Researchers find how precise radiation treatment helps treat lung cancer


AustinFor patients with locally advanced, unresectable non-small cell lung cancer (NSCLC), the standard use of more precise intensity-modulated radiation therapy (IMRT) is recommended compared with the alternative 3D-conformal radiation therapy (3D-CRT).

This conclusion is based on the findings of a recent study conducted by researchers at the University of Texas MD Anderson Cancer Center.

The research, recently published in JAMA Oncology, showed that IMRT has comparable survival rates and fewer side effects.

A prospective secondary analysis of long-term outcomes of 483 patients in the phase III NRG Oncology-RTOG 0617 randomized trial showed that patients treated with 3D-CRT were significantly more likely to experience severe pneumonitis — inflammation of the lungs — than patients treated with IMRT, at 8.2 percent and 3.5 percent, respectively.

According to lead author Stephen Chun, M.D., associate professor of radiation oncology, this study will bring final conclusion to the long-standing debate over the optimal radiation technique for locally advanced NSCLC.

“3D-CRT is a rudimentary technology that has been used for more than 50 years. Our findings suggest that it is time to routinely adopt IMRT over 3D-CRT for lung cancer, just as we did decades ago for prostate, rectal and brain tumors,” Chun said. “The improved accuracy of IMRT translates into real benefits for patients with locally advanced lung cancer.”

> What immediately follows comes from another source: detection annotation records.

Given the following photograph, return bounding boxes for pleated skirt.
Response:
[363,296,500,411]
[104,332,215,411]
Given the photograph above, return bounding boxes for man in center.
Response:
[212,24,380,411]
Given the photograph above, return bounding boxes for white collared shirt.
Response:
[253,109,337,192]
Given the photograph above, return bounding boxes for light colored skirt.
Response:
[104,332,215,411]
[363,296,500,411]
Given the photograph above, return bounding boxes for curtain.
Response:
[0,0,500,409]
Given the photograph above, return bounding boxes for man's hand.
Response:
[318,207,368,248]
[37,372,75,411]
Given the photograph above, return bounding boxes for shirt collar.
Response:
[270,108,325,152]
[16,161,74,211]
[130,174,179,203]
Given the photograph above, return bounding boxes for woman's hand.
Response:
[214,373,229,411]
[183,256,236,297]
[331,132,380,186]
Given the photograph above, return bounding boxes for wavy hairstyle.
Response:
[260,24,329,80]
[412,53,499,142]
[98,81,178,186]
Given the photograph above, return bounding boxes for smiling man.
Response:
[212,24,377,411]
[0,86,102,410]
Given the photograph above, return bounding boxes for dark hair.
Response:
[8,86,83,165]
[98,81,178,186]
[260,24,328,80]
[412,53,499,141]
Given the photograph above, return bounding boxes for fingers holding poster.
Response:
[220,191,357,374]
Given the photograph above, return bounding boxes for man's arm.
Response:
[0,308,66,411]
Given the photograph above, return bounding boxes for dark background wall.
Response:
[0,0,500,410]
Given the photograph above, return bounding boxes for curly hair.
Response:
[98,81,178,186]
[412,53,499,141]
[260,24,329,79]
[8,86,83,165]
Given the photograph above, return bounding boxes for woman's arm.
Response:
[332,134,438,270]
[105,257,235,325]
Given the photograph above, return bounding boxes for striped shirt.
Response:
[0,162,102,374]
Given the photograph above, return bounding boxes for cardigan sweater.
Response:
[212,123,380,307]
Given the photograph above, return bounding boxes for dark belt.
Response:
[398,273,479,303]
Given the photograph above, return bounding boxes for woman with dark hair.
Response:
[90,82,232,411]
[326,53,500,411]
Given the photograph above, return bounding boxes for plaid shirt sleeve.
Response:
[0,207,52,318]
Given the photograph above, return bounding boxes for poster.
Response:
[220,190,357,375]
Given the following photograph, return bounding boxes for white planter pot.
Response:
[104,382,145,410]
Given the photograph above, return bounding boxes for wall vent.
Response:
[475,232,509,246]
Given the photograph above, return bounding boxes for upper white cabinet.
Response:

3D-CRT targets and shapes radiation in straight lines directed at the tumor, but lacks the ability to bend and twist into complex shapes, resulting in unnecessary radiation exposure to nearby organs. IMRT, developed in the 1990s, uses advanced computational methods to dynamically modulate multiple radiation beams to mold radiation according to the shape of the tumor. While this can deliver radiation more precisely and spare normal tissue, bringing radiation from multiple directions can also create a larger area exposed to low-dose radiation less than 5 Grays (Gy), known as a low-dose radiation bath.

The unknown, long-term effects on the lungs of this low-dose bath have fueled historical debate over IMRT and 3D-CRT in lung cancer, despite significant evidence of other benefits of IMRT. In this study, researchers showed that the low-dose radiation bath had no association with additional secondary cancers, long-term toxicity, or survival with long-term follow-up.

Patients had a numerically better but statistically similar five-year overall survival rate for IMRT (30.8 percent) compared with 3D-CRT (26.6 percent), as well as a progression-free survival rate (16.5 percent vs. 14.6 percent). Overall, these results favored IMRT, even though patients in the IMRT arm had significantly larger tumors and more tumors in unfavorable locations near the heart.

These findings also highlight the importance of using IMRT to reduce the cardiac risk of doses of 20 to 60 Gy. Historical concern has focused primarily on lung risk, but this study demonstrated that the volume of the heart exposed to 40 Gy independently predicted survival in multivariate analysis. Specifically, patients whose heart was exposed to less than 20 percent of 40 Gy had a median survival of 2.4 years, whereas patients whose heart was exposed to more than 20 percent of 40 Gy had a median survival of 1.7 years.

According to Chun, these data validate efforts to limit the volume the heart receives to 40 Gy, and to aim for less than 20% as a new radiation planning objective.

“With substantial numbers of patients achieving long-term survival for locally advanced lung cancer, cardiovascular risk is no longer a consideration,” Chun said. “It is time for us to focus on maximizing radiation precision and conformity to minimize cardiopulmonary risk and abandon historical concerns over low-dose baths.”